O regresso materializa-se agora sob a forma de «Death», mais um single extraído de «The Tarot Of The Bohemians – Part II», o muito aguardado novo álbum da banda portuguesa, com lançamento mundial marcado para 12 de Junho pela editora dinamarquesa Mighty Music, nos formatos LP, CD e digital.
Como podes conferir no player em cima, o tema chega acompanhado de vídeo-clip e funciona como uma dobradiça simbólica entre dois universos: acaba por ser, simultaneamente, uma conclusão de «The Tarot Of The Bohemians» — o LP lançado em 2016 pela Massacre Records que inaugurou este ciclo conceptual — e a abertura do capítulo seguinte. Não há aqui qualquer contradição, antes uma lógica que o próprio Tarot conhece bem: a carta da Morte não representa o fim, mas a passagem.
É Ricardo Dias dos Santos, mentor e figura central dos HEAVENWOOD, quem melhor clarifica a intenção por detrás do tema. “Esta peça representa o início da Parte II, da mesma forma que reflete o final do álbum anterior (Parte I), sem esquecer que este mesmo tema e conceito, quando enquadrados no todo e nas 22 cartas dos Arcanos Maiores do Tarot, também representam uma passagem”, afirma.
A escolha do Tarot como estrutura conceptual não é aqui ornamental nem oportunista. Desde o primeiro volume que os HEAVENWOOD têm construído um edifício sonoro e filosófico em torno dos 22 Arcanos Maiores — cartas que, na tradição esotérica ocidental, cartografam os grandes arquétipos da experiência humana. «Death» corresponde à 13.ª carta, uma das mais temidas e mal interpretadas de todo o baralho, e é precisamente essa ambiguidade que a banda explora: a destruição não como finalidade, mas como a condição necessária da regeneração.
Para iluminar o conceito, os HEAVENWOOD recorrem a “Papus”! — o pseudónimo do médico e ocultista francês Gérard Encausse, autor de O Tarot dos Boémios, publicado em 1889, obra que empresta o título ao projecto discográfico.

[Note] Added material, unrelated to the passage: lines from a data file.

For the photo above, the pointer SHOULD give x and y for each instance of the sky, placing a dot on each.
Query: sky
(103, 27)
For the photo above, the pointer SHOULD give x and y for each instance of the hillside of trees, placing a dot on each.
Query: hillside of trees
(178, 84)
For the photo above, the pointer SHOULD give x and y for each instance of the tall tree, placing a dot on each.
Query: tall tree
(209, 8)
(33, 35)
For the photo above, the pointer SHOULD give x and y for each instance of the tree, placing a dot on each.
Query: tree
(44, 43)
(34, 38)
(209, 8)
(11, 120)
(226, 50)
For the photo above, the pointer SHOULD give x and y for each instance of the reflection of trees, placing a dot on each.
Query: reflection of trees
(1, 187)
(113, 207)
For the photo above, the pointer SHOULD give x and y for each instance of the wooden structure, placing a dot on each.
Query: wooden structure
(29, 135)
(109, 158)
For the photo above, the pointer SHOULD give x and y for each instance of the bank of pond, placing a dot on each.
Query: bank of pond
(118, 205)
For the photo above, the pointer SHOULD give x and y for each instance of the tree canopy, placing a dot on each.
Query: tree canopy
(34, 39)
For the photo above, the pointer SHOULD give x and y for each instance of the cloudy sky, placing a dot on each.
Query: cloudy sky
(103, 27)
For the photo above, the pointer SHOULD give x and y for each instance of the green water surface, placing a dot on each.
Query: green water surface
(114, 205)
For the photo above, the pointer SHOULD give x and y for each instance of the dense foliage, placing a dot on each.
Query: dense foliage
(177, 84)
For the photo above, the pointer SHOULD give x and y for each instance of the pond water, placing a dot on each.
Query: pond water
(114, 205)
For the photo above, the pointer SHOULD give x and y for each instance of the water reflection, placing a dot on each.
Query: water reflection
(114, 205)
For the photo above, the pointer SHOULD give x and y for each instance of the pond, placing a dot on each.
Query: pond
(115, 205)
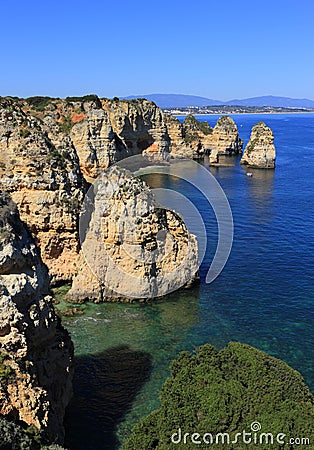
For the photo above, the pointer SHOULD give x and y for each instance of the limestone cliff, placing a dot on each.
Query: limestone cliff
(133, 249)
(35, 350)
(117, 130)
(51, 148)
(194, 139)
(224, 140)
(260, 151)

A citação escolhida é reveladora: “A criação necessita de uma destruição igual num sentido contrário e, por isso, o Mem designa todas as regenerações que brotaram de uma destruição anterior, todas as transformações e, consequentemente, a morte, considerada como a passagem de um mundo para o outro.”
Formados nos anos 90, os HEAVENWOOD são uma das bandas mais singulares e persistentes da cena metal lusa. Numa época em que o metal gótico e o doom metal de pendor mais romântico viviam o seu apogeu comercial europeu — entre os PARADISE LOST, os MY DYING BRIDE e os primeiros THEATRE OF TRAGEDY —, a banda nortenha construiu uma identidade própria, vincada pela melancolia lusitana e por uma sofisticação lírica e musical que raramente se dobrava às tendências do momento.
A primeira parte de «The Tarot Of The Bohemians», lançada em 2016, assinalou um regresso que muitos não esperavam — e que surpreendeu pela ambição conceptual. Este segundo volume promete ir mais longe. De acordo com a informação divulgada pela banda, este «The Tarot Of The Bohemians – Part II» carrega o ADN melancólico que sempre definiu os HEAVENWOOD, mas empurra o som em direcção a um território mais cinematográfico e contemporâneo.
É uma evolução que não trai as origens, mas que recusa a nostalgia fácil — o que, no actual panorama do metal gótico, marcado por um revival que nem sempre acrescenta algo novo à tendência, constitui por si só uma declaração de intenções. Para Ricardo Dias dos Santos, este álbum representa um novo capítulo criativo — o mais audaz até à data.
«The Tarot Of The Bohemians – Part II» chega a 12 de Junho em LP, CD e nas plataformas digitais, via Mighty Music. As encomendas dos formatos físicos já se encontram disponíveis.